The governor of the National Bank of Hungary (MNB) will not resign because of threats or intimidation, the central bank's head András Simor said on Monday. Simor spoke at an extraordinary press conference called to address a statement published by the MNB supervisory board late Friday saying salaries for MNB employees were not in line with international practices, and criticizing a public procurement for PR services and a communications advisor contract.

The MNB has always exercised prudence in the management of its operations, Simor said. The bank's management at present has in many instances achieved bigger savings than their predecessors, he added.

Simor firmly rejected the supervisory board's stand on the matters of wages and spending on communications. He said the central bank needed the best qualified creative thinkers, thus it must pay few people more rather than more people less.

Payroll costs of the MNB have dropped about one-third in real terms since the bank's current management took over in 2007 and average headcount has fallen some 25%, he added.

Addressing the supervisory board's stand that a tender for communications services worth HUF 427 million plus VAT was unnecessary, Simor said the tender was for services over a period of two and a half years’ worth HUF 285 million to be exceeded by no more than HUF 50 million.

Simor declined to comment on the nomination of two central bank rate-setters by Parliament's Economy and IT Committee on Monday. He said neither Parliament nor the committee had asked his opinion of the nominees and expressing it was not among the governor's duties.
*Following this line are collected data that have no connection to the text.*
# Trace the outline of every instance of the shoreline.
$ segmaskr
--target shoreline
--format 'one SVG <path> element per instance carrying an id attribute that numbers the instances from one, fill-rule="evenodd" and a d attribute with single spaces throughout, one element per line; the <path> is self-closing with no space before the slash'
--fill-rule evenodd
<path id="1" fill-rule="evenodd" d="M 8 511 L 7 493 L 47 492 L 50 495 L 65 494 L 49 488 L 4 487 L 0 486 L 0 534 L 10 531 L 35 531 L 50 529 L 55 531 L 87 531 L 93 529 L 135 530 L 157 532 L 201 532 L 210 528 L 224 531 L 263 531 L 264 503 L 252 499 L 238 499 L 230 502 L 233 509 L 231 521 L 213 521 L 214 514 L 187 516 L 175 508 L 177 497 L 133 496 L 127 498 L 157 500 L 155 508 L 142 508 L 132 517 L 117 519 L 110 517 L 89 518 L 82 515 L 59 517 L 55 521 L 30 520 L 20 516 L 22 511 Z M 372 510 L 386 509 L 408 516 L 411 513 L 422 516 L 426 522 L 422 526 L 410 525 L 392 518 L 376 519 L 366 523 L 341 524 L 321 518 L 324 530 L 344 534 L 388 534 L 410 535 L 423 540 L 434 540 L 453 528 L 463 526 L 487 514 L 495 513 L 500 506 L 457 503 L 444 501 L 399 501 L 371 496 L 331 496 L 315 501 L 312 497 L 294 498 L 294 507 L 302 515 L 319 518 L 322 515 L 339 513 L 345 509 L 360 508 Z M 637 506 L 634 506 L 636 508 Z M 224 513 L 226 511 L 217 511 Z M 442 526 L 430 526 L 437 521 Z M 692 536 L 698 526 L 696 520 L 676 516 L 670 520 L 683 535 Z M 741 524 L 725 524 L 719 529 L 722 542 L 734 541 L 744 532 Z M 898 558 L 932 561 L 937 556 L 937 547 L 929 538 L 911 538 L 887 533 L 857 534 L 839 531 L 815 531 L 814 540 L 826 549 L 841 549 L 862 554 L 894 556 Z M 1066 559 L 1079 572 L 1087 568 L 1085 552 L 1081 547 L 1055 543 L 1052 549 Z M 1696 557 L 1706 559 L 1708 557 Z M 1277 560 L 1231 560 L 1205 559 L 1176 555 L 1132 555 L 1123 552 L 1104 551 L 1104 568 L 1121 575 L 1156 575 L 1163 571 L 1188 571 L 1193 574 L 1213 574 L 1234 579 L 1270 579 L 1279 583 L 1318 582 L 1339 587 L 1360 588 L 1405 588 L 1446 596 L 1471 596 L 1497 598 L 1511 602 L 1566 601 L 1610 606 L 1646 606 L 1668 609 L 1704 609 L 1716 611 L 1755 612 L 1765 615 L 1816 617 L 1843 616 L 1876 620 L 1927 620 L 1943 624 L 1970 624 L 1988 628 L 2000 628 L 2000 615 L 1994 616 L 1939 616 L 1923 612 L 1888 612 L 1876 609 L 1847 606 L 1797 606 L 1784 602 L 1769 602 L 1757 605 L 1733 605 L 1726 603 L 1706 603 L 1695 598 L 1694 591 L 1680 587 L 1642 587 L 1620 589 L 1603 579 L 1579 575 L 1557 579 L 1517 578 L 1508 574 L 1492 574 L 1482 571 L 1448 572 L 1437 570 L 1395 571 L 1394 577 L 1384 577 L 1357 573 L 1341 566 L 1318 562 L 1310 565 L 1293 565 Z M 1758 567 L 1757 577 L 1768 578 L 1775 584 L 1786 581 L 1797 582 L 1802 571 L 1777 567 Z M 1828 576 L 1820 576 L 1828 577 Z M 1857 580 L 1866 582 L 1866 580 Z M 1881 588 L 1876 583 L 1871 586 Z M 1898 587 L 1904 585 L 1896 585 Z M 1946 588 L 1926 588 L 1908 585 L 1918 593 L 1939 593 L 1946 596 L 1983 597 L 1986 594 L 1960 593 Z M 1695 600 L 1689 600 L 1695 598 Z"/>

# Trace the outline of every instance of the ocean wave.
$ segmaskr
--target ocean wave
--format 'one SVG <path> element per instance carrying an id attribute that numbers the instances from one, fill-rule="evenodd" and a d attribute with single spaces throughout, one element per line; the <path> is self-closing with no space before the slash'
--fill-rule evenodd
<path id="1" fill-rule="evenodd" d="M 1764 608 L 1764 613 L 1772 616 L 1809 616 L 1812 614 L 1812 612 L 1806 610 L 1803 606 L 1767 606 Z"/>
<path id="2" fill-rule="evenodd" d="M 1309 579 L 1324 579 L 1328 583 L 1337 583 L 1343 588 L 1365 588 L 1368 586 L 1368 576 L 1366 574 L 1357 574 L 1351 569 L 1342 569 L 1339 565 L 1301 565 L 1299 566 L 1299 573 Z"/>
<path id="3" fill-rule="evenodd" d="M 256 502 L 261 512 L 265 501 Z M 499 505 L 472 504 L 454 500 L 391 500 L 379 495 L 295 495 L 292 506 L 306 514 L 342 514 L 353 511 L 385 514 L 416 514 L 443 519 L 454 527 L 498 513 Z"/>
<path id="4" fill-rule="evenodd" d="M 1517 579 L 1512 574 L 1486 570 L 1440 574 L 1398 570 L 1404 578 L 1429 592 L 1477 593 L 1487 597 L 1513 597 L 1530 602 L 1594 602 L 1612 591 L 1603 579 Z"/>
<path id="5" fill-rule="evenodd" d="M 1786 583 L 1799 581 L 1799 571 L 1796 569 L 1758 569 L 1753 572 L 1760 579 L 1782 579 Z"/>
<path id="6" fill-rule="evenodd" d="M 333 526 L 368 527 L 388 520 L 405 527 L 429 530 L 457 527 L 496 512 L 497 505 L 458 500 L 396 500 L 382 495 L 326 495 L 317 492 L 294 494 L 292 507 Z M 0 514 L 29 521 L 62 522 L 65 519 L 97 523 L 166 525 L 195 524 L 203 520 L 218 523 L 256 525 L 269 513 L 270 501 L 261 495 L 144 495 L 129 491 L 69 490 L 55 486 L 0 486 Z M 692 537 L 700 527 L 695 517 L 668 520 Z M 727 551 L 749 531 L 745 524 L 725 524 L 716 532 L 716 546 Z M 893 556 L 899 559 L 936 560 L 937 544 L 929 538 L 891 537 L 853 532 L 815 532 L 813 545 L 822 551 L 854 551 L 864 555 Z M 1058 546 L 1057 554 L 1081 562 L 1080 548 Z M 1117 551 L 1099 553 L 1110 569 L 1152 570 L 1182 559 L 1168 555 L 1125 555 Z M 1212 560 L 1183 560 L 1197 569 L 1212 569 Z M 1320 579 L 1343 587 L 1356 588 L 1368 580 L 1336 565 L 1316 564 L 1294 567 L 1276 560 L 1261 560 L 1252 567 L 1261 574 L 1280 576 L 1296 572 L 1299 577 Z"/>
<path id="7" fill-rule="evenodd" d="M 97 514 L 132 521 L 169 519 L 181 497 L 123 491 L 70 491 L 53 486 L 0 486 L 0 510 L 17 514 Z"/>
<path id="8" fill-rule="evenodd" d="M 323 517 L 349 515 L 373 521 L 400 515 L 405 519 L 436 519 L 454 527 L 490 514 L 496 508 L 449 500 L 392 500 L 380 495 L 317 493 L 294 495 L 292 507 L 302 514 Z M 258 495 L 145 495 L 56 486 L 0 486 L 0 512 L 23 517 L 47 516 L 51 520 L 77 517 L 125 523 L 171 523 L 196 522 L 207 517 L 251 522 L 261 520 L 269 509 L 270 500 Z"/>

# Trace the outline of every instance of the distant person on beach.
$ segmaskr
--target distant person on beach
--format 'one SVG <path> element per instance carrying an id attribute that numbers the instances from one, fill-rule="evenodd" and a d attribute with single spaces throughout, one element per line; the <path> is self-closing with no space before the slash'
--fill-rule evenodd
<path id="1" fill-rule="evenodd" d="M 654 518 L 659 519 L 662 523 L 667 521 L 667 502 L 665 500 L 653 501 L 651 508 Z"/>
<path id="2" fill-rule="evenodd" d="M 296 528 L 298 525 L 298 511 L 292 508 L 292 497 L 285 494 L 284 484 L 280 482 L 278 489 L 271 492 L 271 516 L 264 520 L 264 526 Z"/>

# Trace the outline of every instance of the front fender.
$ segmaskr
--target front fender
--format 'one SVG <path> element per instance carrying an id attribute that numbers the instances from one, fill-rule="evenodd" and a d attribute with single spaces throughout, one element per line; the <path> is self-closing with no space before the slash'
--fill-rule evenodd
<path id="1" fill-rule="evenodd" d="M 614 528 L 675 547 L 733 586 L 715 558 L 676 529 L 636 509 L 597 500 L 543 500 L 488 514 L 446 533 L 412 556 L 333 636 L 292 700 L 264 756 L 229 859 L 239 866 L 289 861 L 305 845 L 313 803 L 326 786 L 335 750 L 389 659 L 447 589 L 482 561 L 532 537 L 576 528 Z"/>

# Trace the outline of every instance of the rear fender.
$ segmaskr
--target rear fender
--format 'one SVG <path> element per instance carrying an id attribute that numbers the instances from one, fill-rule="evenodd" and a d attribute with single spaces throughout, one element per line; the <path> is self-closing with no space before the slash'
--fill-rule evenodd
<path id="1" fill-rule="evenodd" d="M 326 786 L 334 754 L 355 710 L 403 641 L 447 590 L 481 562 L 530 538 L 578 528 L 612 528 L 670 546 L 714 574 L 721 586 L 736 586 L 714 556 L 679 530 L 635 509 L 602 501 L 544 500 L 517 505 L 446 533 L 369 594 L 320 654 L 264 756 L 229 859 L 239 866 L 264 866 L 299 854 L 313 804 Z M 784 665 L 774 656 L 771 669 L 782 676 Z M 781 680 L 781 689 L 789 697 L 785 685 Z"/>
"It would be neither ethical nor professional to comment on the nominations after the fact," Mr Simor said.

The new members of the MNB's Monetary Council will be welcomed with the greatest respect at the bank, Simor said. MNB officials regret that the new members will not be allowed to offer opinions on the first draft of the bank's next Inflation Report or on the outline of the Stability Report, he added.

Both will be discussed at a meeting on March 16, but the new members' mandates will start only on March 21.

The mandates of the four external members of the seven-member Monetary Council expired on March 1.